Summing a trigonometric series, $\sum\limits_{n＝1}^{\infty} {\frac{\sin nx}{n}}$

Question

$$\sum_{n＝1}^{\infty} {\frac{\sin nx}{n}}$$ I tried $(\frac{\sin nx}n)'＝\cos nx$，then consider $\;\sum\limits_{n＝1}^\infty\cos nx\;$ , but I didn't succeed.

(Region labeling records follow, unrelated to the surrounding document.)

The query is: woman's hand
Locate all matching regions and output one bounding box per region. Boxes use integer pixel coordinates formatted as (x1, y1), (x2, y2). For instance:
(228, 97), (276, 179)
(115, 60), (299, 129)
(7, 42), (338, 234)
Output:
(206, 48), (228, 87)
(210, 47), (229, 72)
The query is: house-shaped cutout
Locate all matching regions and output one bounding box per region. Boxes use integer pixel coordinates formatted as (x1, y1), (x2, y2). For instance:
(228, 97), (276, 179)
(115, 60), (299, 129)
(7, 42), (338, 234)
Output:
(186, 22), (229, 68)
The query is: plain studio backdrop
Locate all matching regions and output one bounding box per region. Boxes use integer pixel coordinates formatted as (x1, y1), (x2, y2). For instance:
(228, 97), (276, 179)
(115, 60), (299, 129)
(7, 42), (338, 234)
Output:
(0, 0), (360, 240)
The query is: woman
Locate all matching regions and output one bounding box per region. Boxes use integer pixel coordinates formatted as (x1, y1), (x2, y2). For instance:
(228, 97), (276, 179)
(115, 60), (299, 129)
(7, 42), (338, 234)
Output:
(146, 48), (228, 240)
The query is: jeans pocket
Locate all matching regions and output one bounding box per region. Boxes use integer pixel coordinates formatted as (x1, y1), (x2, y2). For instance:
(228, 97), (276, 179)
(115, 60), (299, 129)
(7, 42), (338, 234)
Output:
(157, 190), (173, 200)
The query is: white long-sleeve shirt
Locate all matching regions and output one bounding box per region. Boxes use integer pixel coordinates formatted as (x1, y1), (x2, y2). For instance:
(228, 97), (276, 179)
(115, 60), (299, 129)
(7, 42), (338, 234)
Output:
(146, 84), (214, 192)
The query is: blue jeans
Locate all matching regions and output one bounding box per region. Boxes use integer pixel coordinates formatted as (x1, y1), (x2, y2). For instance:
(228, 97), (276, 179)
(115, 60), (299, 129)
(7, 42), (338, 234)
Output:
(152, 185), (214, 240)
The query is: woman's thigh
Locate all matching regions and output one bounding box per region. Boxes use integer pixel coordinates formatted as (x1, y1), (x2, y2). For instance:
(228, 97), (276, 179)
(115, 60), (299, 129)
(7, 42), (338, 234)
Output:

Any help will be appreciated.

Answer 1

$\displaystyle\sum_{n＝1}^{\infty} {\frac{\sin nx}n}=$ imaginary part of $\displaystyle\sum_{n＝1}^{\infty}\dfrac{(e^{ix})^n}n$

$\displaystyle-\sum_{n＝1}^{\infty}\dfrac{(e^{ix})^n}n=\ln(1-e^{ix})$

$\displaystyle=\ln(e^{ix/2})+\ln(-1)+\ln(e^{ix/2}-e^{-ix/2})$

$\displaystyle=ix/2+\ln(-i)+\ln(2\sin x/2)$

$\displaystyle=ix/2-i\pi/2+\ln(2\sin x/2)$

as $e^{(4m-1)i\pi/2}=-i$ for some integer $m$

the principal value of $\ln(-i)=-\dfrac{i\pi}2$

Answer 2

Hint

$$\log(1-z) =- \sum_{n=1}^\infty \frac{z^n}{n}$$

where $z = e^{ix}$.

Answer 3

Note the following: $$\sum_{n=1}^{\infty} \frac{\sin nx}{n}=\textrm{Im} \left(\sum_{n=1}^\infty \frac{z^n}{n} \right)=\textrm{Im} \left( - \log(1-z) \right).$$

$\textrm{Im}(z)$ stands for the Imaginary part of the complex number $z$ as usual.

Answer 4

my attemp:

$$\ I=\sum_{n=1}^{\infty }\frac{sin(n)}{n} \ \ \ \ \ \ \ \ \ \ \ (*)\\ \\ we\ know\ that: \ \ \ \ \ \ \ \ \ \ \ \sum_{n=1}^{\infty }x^n=\frac{x}{1-x}\ \ \ ,|x|<1 \ \ \\ \\ \\ let\ x=re^{i\theta }\ , \ \ \ \ \ \ \ \ \ \ \ for \ \ \ all\ \ \ \ \ |r|<1\\ \\ \therefore \sum_{n=1}^{\infty }r^{n}(cosn\theta +isin(n\theta ))=\frac{rcos\theta +irsin\theta }{(1-rcos\theta )-irsin\theta }\\ \\ \therefore \sum_{n=1}^{\infty }r^{n-1}(cosn\theta +isinn\theta )=\frac{(cos\theta +isin\theta )(1-rcos\theta +irsin\theta )}{(1-rcos\theta )^2+r^2sin^2\theta }\\ \\ \therefore \sum_{n=1}^{\infty }r^{n-1}sin(n\theta )=\frac{sin\theta }{r^2-2rcos\theta +1}\ \ \ \ \therefore \sum_{n=1}^{\infty }sin(n\theta )\int_{0}^{1}r^{n-1}dr=\int_{0}^{1}\frac{sin\theta }{sin \theta ^ 2+(r-cos\theta )^2}dr\\ \\ =\int_{0}^{1}\frac{1}{sin\theta +sin\theta (\frac{r-cos\theta }{sin\theta })^2}dr=arctan(\frac{r-cos\theta }{sin\theta })\\ \\ \\ \sum_{n=1}^{\infty }\frac{sin(n\theta )}{n}=arctan(\frac{1-cos\theta }{sin\theta })+arctan(\frac{1}{tan\theta })=arctantan\frac{\theta }{2}+\frac{\pi }{2}-\theta \ \ \ \ \ \ \ \\ now \ put\ \theta =1\\ \\ \\ \therefore \sum_{n=1}^{\infty }\frac{sinn}{n}=\frac{\pi -1}{2}\\ \\ \\ $$